Business class travel is going to be lagging for a long time to come, and won’t ever likely fully recover. To keep moving, airlines are going to shrink the number of seats they sell on each flight, and they’re going to use marketing tools like great fares, and loyalty programs to make you care about travel again.
If anything is really going to change in air travel, it’s going to be around solutions for deplaning and boarding. I do not predict middle seats to be blocked, simply because it’s ineffective. Technology, for the few airlines which can afford to invest in it will also be key. Solutions to wirelessly connect your device to their devices on board, with as few touch points as possible will be crucial.
I think cleaning programs and the ability to market them will continue to be all the rage for months to come, as hotels make their case for coming back inside. It’s for this reason big chains have a leg up on the initial boom. Hotel and accommodations will see…
- Airbnb will see a splintering as hosts look to cut direct, cheaper deals with travelers.
- Hotels will use cleaning partnerships to promote travel and create awards for themselves.
- Hotel bars will become more exclusive, since they’re typically more socially distanced.
- Room service will become the new special hotel meal, with greater fanfare and fun.
- Hotel pools will experience more classism, with preferential spots for suite guests, etc.
- Mega hotels will suffer more than boutiques, but excess rooms will keep prices down.
For years, mass tourism has been everything. Spain and France received more visitors than any others, and it meant crowding everywhere. Crowding, in a post covid-19 world, will no longer be cool. Tourists will seek tranquility over buzz, and small crowds versus large gatherings for a long time to come, thanks in part to government measures preventing them.
- Health certificates, or some sort of pass/fail will be necessary for intl travel before flight.
- Many destinations will weed out mass market travelers with taxes and subsidy cuts.
- Beaches will become a police state in popular destinations, with fines and bans.
- Higher visa/ETA fees in advance of travel to help cover additional screening measures.
- Western countries will lose restriction free access in many Asian countries, need visas.
- Tourism boards will begin to restrict visitor numbers by limiting flights, capping visitors.
- Cruise travel will be curbed most due to the close nature and proximity of guests.
Restaurants, bars and other activities tend to be the very last element in plans to reopen the world.
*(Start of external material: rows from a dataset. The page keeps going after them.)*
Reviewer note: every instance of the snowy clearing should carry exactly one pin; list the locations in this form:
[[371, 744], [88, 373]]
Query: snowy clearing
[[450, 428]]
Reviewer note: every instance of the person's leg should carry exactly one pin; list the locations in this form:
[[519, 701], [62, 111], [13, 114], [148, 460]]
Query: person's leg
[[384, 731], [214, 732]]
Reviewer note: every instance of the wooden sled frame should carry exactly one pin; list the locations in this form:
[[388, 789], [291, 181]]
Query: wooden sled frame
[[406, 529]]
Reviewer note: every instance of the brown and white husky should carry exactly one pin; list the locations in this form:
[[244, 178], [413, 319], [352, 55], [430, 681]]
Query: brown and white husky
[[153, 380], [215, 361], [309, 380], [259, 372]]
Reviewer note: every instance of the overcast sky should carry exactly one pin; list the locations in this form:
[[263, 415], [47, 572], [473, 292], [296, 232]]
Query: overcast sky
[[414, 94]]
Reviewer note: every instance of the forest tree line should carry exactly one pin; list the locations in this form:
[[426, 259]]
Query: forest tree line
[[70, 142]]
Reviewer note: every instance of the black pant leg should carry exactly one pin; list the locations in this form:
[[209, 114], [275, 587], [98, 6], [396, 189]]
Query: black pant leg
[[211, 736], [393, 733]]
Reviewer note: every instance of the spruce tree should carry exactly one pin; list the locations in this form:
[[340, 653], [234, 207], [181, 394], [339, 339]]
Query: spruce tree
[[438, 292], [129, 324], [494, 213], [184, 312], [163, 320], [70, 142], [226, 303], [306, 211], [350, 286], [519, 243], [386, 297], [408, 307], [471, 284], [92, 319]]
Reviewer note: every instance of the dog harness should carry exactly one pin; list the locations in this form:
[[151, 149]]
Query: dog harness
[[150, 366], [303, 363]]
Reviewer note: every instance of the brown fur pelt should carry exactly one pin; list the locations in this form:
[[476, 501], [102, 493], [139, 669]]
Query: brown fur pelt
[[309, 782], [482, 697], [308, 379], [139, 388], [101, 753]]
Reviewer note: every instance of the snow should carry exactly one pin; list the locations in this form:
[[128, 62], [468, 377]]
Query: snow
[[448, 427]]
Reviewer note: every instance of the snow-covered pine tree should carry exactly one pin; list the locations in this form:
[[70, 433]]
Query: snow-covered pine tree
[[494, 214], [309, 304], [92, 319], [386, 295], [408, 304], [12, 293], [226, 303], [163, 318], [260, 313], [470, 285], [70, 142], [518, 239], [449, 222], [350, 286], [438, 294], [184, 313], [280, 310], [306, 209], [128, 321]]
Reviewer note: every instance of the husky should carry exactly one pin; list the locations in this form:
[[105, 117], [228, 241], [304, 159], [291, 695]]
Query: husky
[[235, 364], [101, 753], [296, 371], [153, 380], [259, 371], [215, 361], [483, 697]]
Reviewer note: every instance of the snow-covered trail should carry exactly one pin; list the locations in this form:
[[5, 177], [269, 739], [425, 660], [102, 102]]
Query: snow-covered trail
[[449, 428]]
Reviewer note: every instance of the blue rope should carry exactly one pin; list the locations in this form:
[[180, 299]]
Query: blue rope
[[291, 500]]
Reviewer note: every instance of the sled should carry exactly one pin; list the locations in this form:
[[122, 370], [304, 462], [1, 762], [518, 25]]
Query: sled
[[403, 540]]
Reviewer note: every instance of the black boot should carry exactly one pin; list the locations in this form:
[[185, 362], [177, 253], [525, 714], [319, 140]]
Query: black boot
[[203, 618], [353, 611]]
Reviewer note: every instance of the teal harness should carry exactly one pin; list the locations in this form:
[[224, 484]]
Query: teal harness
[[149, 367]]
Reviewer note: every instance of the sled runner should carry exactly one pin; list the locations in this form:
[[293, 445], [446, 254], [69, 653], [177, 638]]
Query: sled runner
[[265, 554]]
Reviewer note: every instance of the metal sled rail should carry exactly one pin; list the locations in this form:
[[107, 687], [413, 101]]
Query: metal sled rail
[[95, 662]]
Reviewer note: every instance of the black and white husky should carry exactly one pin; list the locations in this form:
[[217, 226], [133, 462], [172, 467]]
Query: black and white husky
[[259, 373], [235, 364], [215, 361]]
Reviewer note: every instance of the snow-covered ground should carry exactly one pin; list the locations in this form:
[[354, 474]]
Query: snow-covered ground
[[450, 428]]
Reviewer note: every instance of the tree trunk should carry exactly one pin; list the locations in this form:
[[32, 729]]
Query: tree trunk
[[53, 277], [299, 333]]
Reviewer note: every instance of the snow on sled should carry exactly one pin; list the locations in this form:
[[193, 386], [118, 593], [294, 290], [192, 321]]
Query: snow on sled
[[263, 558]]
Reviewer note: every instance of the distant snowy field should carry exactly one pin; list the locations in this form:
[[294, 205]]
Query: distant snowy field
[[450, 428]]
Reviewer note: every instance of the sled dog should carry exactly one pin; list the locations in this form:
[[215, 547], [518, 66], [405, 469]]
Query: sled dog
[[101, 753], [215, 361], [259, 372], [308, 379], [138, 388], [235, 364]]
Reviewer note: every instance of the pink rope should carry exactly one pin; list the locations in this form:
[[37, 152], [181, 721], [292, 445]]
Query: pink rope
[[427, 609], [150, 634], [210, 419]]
That’s probably because they hold the most jeopardy. Many of the very things which make travel so worthwhile will be changed, and they’ll be different longer than many other elements, perhaps with life long effect.
- Table spacing will increase prices on dining out and trust will be difficult with tourists.
- Health “letter grades” become international standards for prospective eaters in cities.
- Volume based attractions like Disney will struggle to stay open if a single case pops up.
- Entertainment venues will bring price increases to cover talent costs with fewer guests.
- A rise in small scale “8 seater” restaurants like Japanese omakase sushi dens emerges.
- National parks will place strict limits on permits, visitors, gatherings and camping.
Ultimately, so much of what I personally believe is a result of what will happens when governments release restrictions, and say it’s up to “us” the people to make prudent choices.
Instantly, a large sub set of the population is going to start doing all the wrong things, other groups will try their best, and others can make strong decisions based on their personal circumstances and own risk assessments. But again, even people with great intentions don’t always have good spatial awareness or balance.
I just generally don’t believe human beings are flexible, and the way of life that’s been enjoyed for 100’s of years, through plagues, war and politics will simply fade away into some unrecognizable universe. People are people, they’re hard to change in the best of times, and I think once the future of travel is put back into our hands, we can only hope for a few positives to emerge.